Part 4: A dysfunctional system
A jumble of state-by-state rules let a chain of horrors grow.
And in Pennsylvania, an Alterra employee was convicted of murdering William Neff, 83, a World War II combat veteran, who was stomped to death in 2000 after he soiled himself at the Alterra Clare Bridge facility in Lower Makefield Township, the same home where Paglione lived.
In the Neff case, an investigative grand jury publicly criticized Alterra for what it called a failure to screen and monitor its employees. (Neither the corporation nor senior executives were charged.)
That case aside, much of the history of alleged abuse and neglect at Alterra homes has gone unpublicized - buried in state bureaucracy and civil court archives, often shielded by confidentiality agreements that the company required relatives to sign as a condition of settlements.
Paglione's daughter, for example, said she was barred by such an agreement from discussing her case.
The Inquirer was able to review most of the suits only because Alterra filed for bankruptcy protection, and the lawsuits were consolidated into a single case at Wilmington's federal bankruptcy court.
In November, The Inquirer's lawyers won a judge's ruling forcing Alterra to disclose death and injury settlements that were filed under seal there.
According to those records, Alterra reached settlements totaling $15.9 million in 53 residents' injuries or deaths between 1999 and 2003, and set aside another $4.3 million for possible settlement in 20 other cases.
The assisted industry in general - and Alterra in particular - has improved since that period, Schulte said.
"That era of assisted living, there were a lot of incidents," he said. "It wasn't just Alterra.

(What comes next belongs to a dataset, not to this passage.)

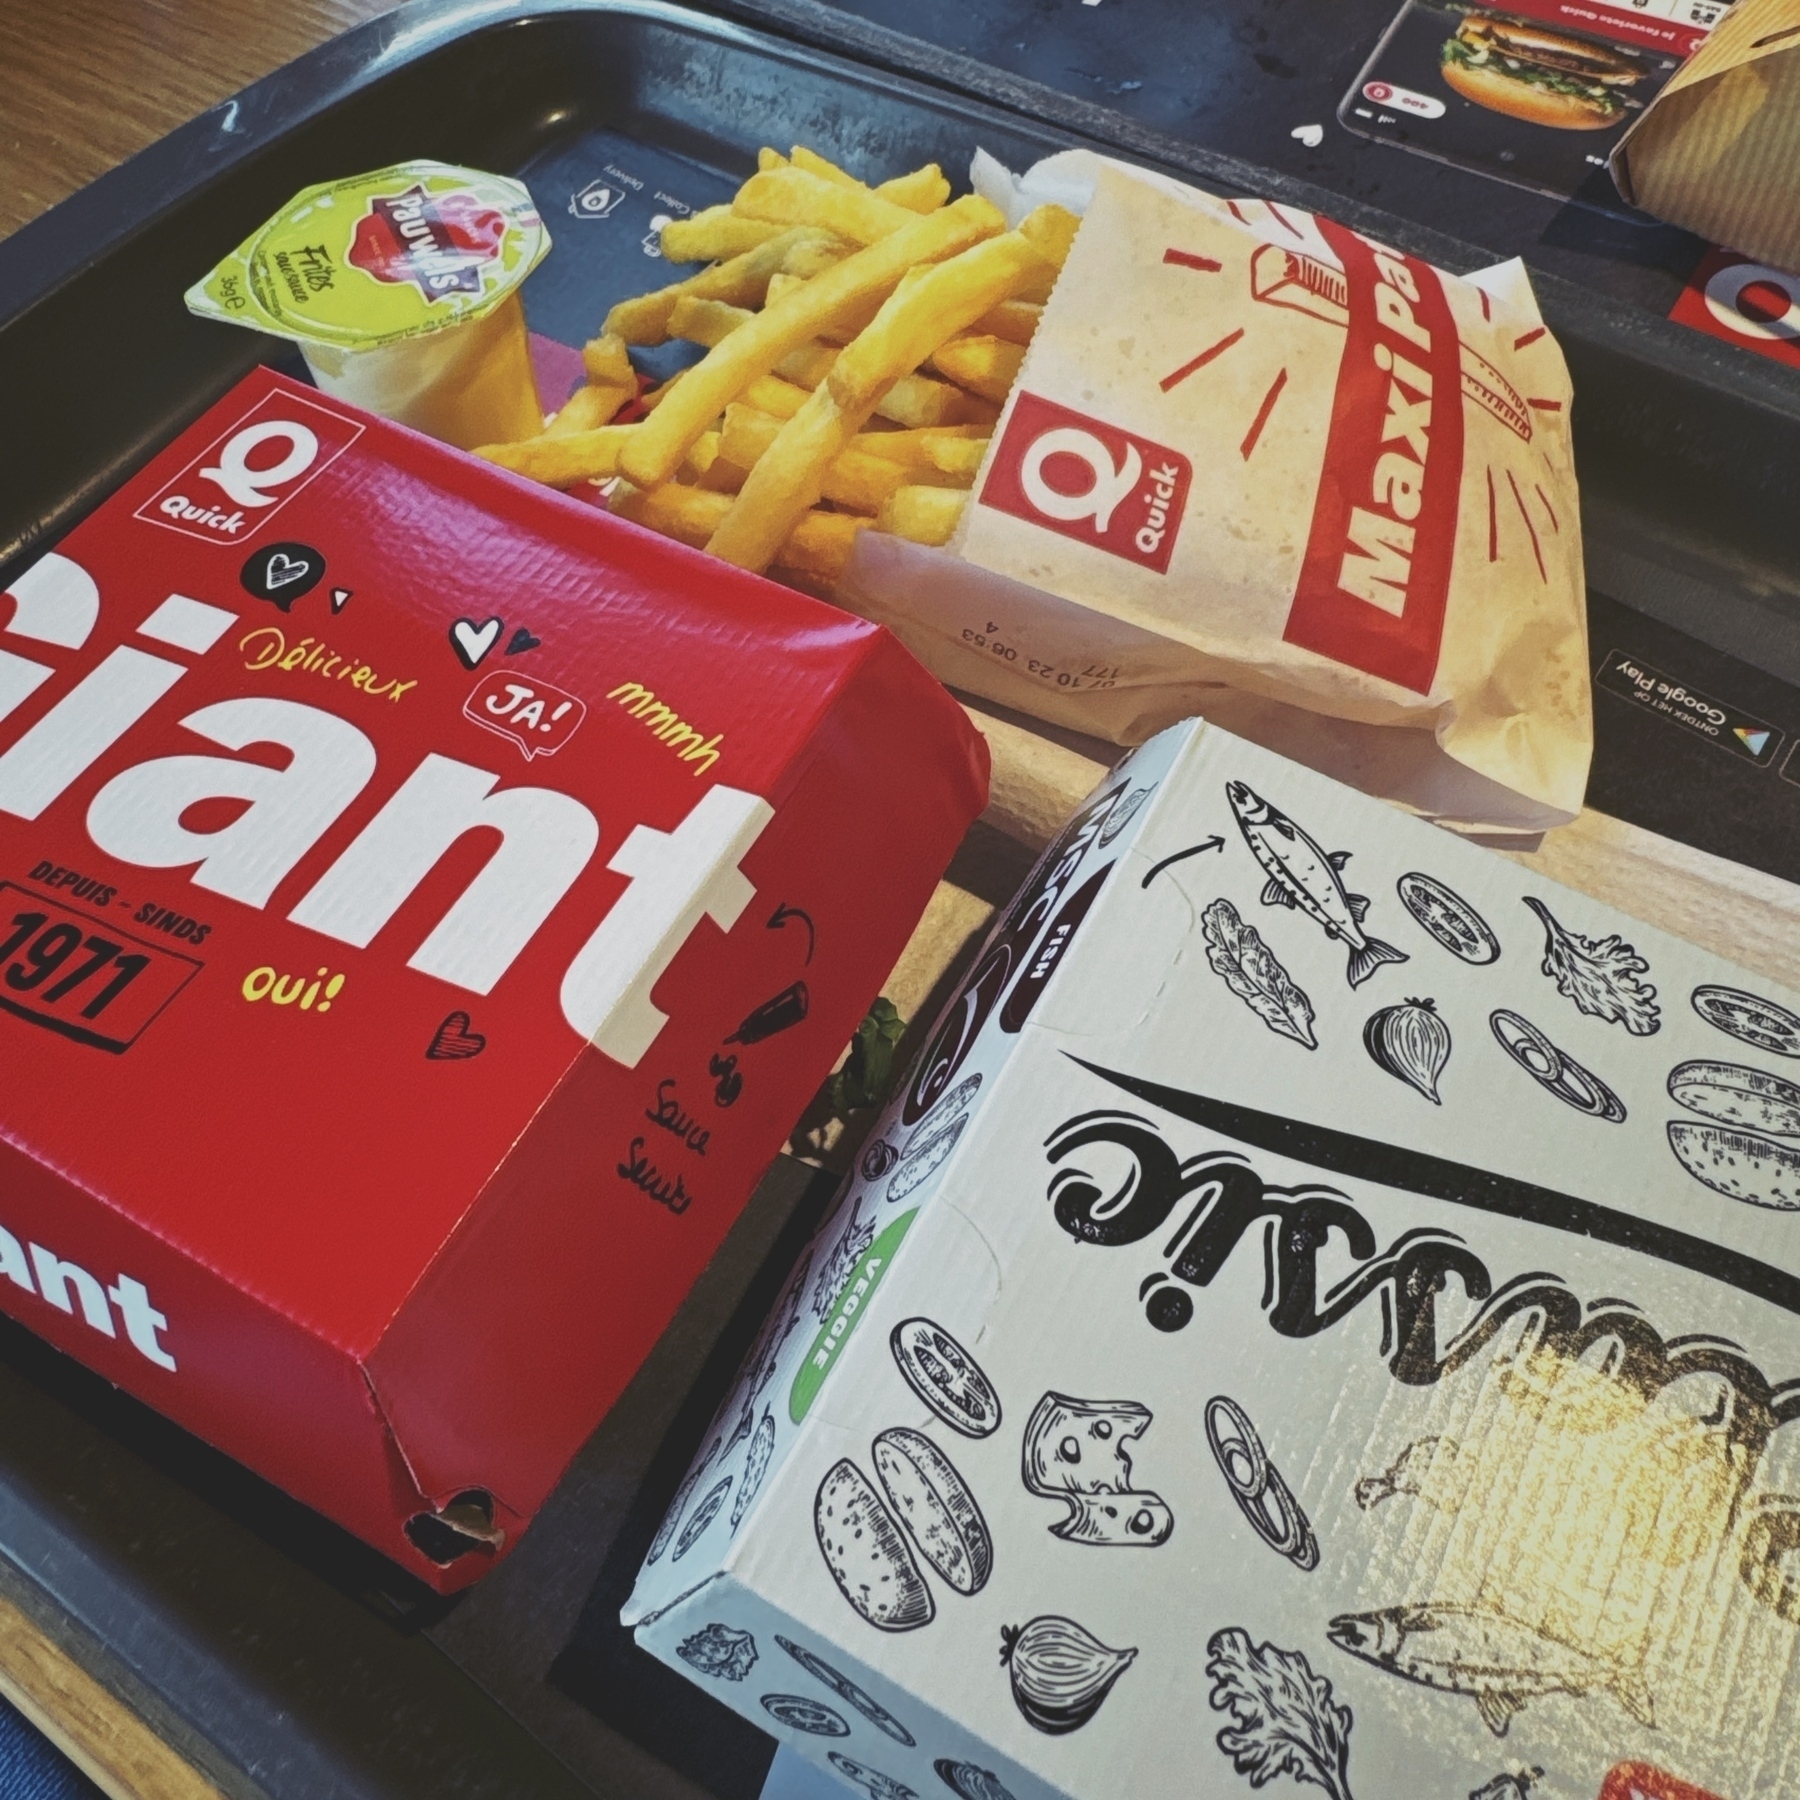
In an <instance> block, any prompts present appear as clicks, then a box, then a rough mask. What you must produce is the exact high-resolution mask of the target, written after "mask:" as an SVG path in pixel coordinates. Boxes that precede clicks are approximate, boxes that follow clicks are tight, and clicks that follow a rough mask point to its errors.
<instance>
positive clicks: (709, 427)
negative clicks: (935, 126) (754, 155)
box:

A lot of people got into the assisted-living field very quickly.... They really didn't know what they were doing.... We've learned a lot from that."
Schulte acknowledged, however, that resident harm and regulatory violations continue to be a fact of life at his company and in the industry.

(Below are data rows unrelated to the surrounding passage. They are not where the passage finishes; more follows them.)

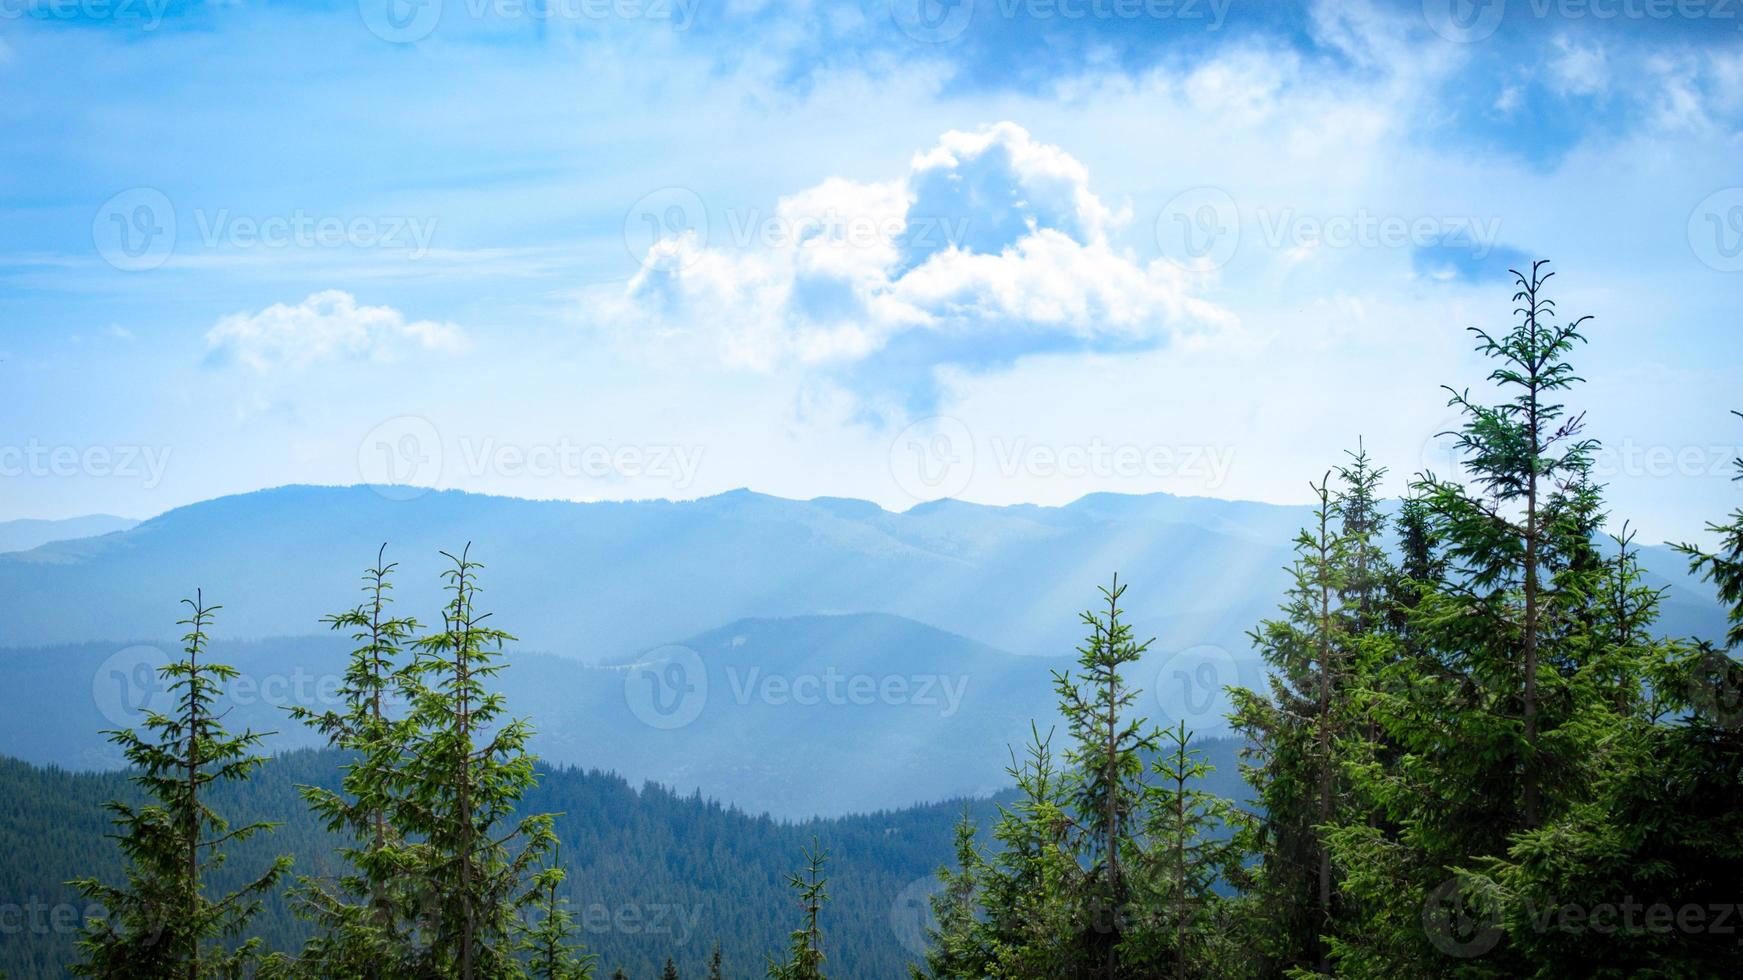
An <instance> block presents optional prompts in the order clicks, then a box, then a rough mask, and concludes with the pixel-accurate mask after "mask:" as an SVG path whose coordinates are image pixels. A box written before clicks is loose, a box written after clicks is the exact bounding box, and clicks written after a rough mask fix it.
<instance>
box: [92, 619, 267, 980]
mask: <svg viewBox="0 0 1743 980" xmlns="http://www.w3.org/2000/svg"><path fill="white" fill-rule="evenodd" d="M183 602H185V603H187V605H188V609H190V610H192V612H190V616H188V617H187V619H183V621H180V623H178V624H180V626H187V628H188V631H187V635H185V636H183V638H181V640H183V659H180V661H174V663H171V664H166V666H164V668H160V671H159V673H160V675H162V677H164V680H166V682H167V687H169V694H171V698H173V701H174V706H173V713H169V715H160V713H157V711H148V713H146V718H145V734H139V732H136V731H134V729H119V731H112V732H108V736H110V739H112V741H113V743H115V745H119V746H120V748H122V752H124V755H125V757H127V762H131V764H132V767H134V769H136V772H134V776H132V781H134V783H136V785H138V786H139V788H141V790H143V792H145V795H146V797H148V799H150V800H152V802H148V804H143V806H141V804H131V802H124V800H112V802H110V804H108V811H110V813H112V814H113V821H115V827H117V834H115V835H113V837H115V840H117V842H119V846H120V851H122V854H124V856H125V860H127V870H125V884H119V886H112V884H105V882H101V881H98V879H80V881H77V882H73V886H75V888H77V889H78V893H80V895H82V896H84V898H85V900H89V902H92V903H96V905H99V907H101V909H103V910H105V914H103V915H101V917H98V915H92V917H91V919H89V922H87V926H85V935H84V936H82V938H80V940H78V949H80V952H82V954H84V961H82V963H78V964H75V966H73V968H71V970H73V973H75V975H78V977H136V978H150V977H188V978H199V977H235V975H241V973H244V971H246V970H248V968H249V964H251V963H253V961H254V959H256V957H258V956H260V952H261V942H260V938H258V936H254V938H248V940H244V942H241V943H239V945H230V943H234V942H237V940H239V938H241V936H242V931H244V929H246V928H248V924H249V919H251V917H253V915H254V914H256V912H258V910H260V905H261V896H263V895H267V893H268V891H270V889H272V886H274V884H277V881H279V879H281V877H282V875H284V872H286V870H288V868H289V858H279V860H275V861H272V865H268V867H267V870H265V872H261V874H260V875H256V877H253V879H251V881H246V882H244V884H241V886H239V888H235V889H234V891H228V893H223V895H218V896H213V895H209V893H207V888H206V879H207V875H209V874H211V872H213V868H218V867H221V865H223V861H225V858H227V849H228V846H232V844H235V842H242V840H248V839H249V837H253V835H256V834H260V832H261V830H267V828H270V827H272V825H268V823H260V821H256V823H244V825H235V827H232V825H230V821H228V820H227V818H225V816H221V814H220V813H218V811H216V809H213V806H211V802H209V790H211V788H213V786H214V785H216V783H232V781H246V779H248V776H249V774H253V772H254V769H258V767H260V766H261V764H263V762H265V759H263V757H260V755H254V753H253V752H251V750H253V748H254V746H256V745H258V743H260V739H261V734H260V732H253V731H244V732H242V734H235V736H232V734H230V732H227V731H225V729H223V711H221V708H220V696H221V689H223V684H225V682H228V680H232V678H234V677H235V670H234V668H230V666H225V664H218V663H206V661H202V659H200V654H202V652H204V647H206V631H207V630H209V628H211V616H213V612H216V610H218V609H220V607H216V605H213V607H207V605H206V603H204V596H202V595H200V593H195V598H192V600H183Z"/></svg>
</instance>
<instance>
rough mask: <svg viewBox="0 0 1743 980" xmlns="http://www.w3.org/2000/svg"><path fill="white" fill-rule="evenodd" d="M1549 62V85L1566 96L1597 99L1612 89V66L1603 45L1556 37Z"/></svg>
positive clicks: (1561, 37)
mask: <svg viewBox="0 0 1743 980" xmlns="http://www.w3.org/2000/svg"><path fill="white" fill-rule="evenodd" d="M1555 49H1556V54H1555V58H1551V59H1550V63H1548V66H1550V85H1551V87H1553V89H1555V91H1556V92H1560V94H1563V96H1597V94H1602V92H1604V91H1605V89H1607V87H1609V75H1611V66H1609V61H1607V58H1605V56H1604V45H1602V44H1597V42H1593V44H1590V45H1583V44H1579V42H1574V40H1570V38H1567V37H1556V38H1555Z"/></svg>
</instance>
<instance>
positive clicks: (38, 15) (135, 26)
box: [0, 0, 171, 31]
mask: <svg viewBox="0 0 1743 980" xmlns="http://www.w3.org/2000/svg"><path fill="white" fill-rule="evenodd" d="M169 3H171V0H0V21H16V19H19V17H31V19H38V21H98V23H110V24H127V26H134V28H139V30H145V31H155V30H157V26H159V24H162V23H164V14H167V12H169Z"/></svg>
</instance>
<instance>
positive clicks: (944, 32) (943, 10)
mask: <svg viewBox="0 0 1743 980" xmlns="http://www.w3.org/2000/svg"><path fill="white" fill-rule="evenodd" d="M889 17H891V19H892V21H896V26H898V28H901V33H905V35H908V37H912V38H913V40H919V42H924V44H945V42H948V40H955V38H959V37H962V31H966V30H969V21H973V19H974V0H889Z"/></svg>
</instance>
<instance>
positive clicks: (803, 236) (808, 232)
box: [601, 122, 1234, 387]
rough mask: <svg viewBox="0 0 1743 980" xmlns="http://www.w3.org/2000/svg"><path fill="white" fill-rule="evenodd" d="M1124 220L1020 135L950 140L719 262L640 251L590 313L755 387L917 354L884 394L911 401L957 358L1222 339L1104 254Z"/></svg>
mask: <svg viewBox="0 0 1743 980" xmlns="http://www.w3.org/2000/svg"><path fill="white" fill-rule="evenodd" d="M1126 220H1129V213H1126V211H1124V209H1114V208H1109V206H1107V204H1105V202H1103V201H1102V199H1100V197H1098V195H1096V194H1095V192H1093V190H1089V171H1088V167H1084V164H1082V162H1079V160H1077V159H1074V157H1072V155H1070V153H1067V152H1065V150H1061V148H1058V146H1053V145H1048V143H1041V141H1035V140H1034V138H1032V136H1030V134H1028V133H1027V131H1025V129H1023V127H1020V126H1016V124H1011V122H1000V124H995V126H988V127H983V129H978V131H973V133H966V131H950V133H945V134H943V136H941V138H939V141H938V145H934V146H931V148H927V150H924V152H919V153H915V157H913V159H912V162H910V167H908V173H906V174H903V176H899V178H896V180H889V181H878V183H865V181H851V180H842V178H830V180H826V181H823V183H819V185H816V187H810V188H807V190H802V192H798V194H793V195H788V197H783V199H781V201H779V204H777V206H776V209H774V216H772V220H767V221H762V220H756V218H755V216H751V218H744V216H737V214H727V220H725V221H718V220H716V221H713V225H711V228H715V230H720V227H722V225H727V228H725V237H729V239H736V241H732V242H727V244H725V246H718V248H715V246H709V242H704V241H701V239H699V237H697V234H695V232H685V234H682V235H676V237H668V239H664V241H661V242H657V244H655V246H654V248H652V249H650V251H648V256H647V260H645V262H643V270H641V272H640V274H638V276H636V277H634V279H633V281H631V282H629V289H627V293H626V295H624V296H621V298H615V300H612V298H608V300H603V302H601V312H605V314H607V317H608V319H614V321H617V323H621V324H624V326H629V328H633V330H638V331H652V337H655V338H657V340H661V342H676V340H699V338H701V340H704V342H706V344H708V345H709V347H711V349H713V352H715V354H716V356H720V357H723V359H725V361H729V363H732V364H739V366H751V368H758V370H774V368H777V366H781V364H786V363H798V364H812V366H844V368H845V366H854V364H863V363H866V361H875V359H877V356H878V354H880V352H885V350H889V349H891V345H892V344H896V342H903V344H920V345H926V347H920V350H924V356H920V357H913V350H908V352H906V354H905V356H901V357H898V359H899V361H901V366H899V371H901V373H905V375H908V377H906V378H905V380H903V382H899V384H920V385H922V387H924V378H915V377H913V375H917V373H919V375H926V373H927V371H931V370H933V368H939V366H948V364H952V363H955V361H957V359H959V356H962V357H969V359H973V361H976V364H978V366H981V368H987V366H1006V364H1009V363H1011V361H1014V359H1016V357H1018V356H1021V354H1023V352H1028V350H1037V349H1048V350H1060V349H1065V350H1072V349H1095V347H1098V345H1122V347H1147V345H1159V344H1164V342H1170V340H1177V338H1180V337H1182V335H1183V333H1194V331H1218V330H1224V328H1231V326H1234V321H1232V317H1231V316H1227V314H1225V312H1222V310H1218V309H1215V307H1211V305H1210V303H1206V302H1203V300H1197V298H1194V296H1192V286H1194V282H1196V281H1194V279H1192V277H1190V276H1187V274H1185V272H1182V270H1178V269H1177V267H1173V265H1170V263H1166V262H1159V260H1157V262H1150V263H1140V262H1138V260H1136V256H1133V255H1131V253H1128V251H1121V249H1116V248H1114V246H1110V244H1109V232H1110V230H1112V228H1116V227H1117V225H1121V223H1122V221H1126ZM969 347H973V349H974V350H973V352H971V354H969V352H967V350H969ZM988 352H990V354H988ZM892 370H898V368H892Z"/></svg>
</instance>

"With a high-risk population like the kind we serve, you have the potential for bad things to happen," he said.
Feverish growth
Founded in 1981 by a Wisconsin nursing-home manager, Alterra went public in 1996, during a time of feverish optimism in the assisted-living industry.
With the senior population surging, investors were betting that demand for elder care also would skyrocket.
Like other assisted-living chains, Alterra pitched its facilities as less institutional alternatives to nursing homes, which are intended to house sicker people.
Alterra charged between $3,000 and $6,000 per month. Family members, who liked the clean, well-furnished look of Alterra's newly-built residences, say they believed they were getting something superior to a nursing home.
In fact, while most states require nursing homes to have nurses on staff, there are no such requirements in most states for assisted living. Some Alterra facilities were run by high school graduates with few formal qualifications.
For example, Ann McClintock, who ran the facility where Paglione lived, was a high school dropout who later earned her GED and began with Alterra as a housekeeper. McClintock, who pleaded guilty to neglect, told a Bucks County grand jury she was thrown into her job without proper training.
From 1997 to 2000, Alterra doubled its capacity by buying other chains and building new facilities. In 1998, the company was opening an average of one facility every three days.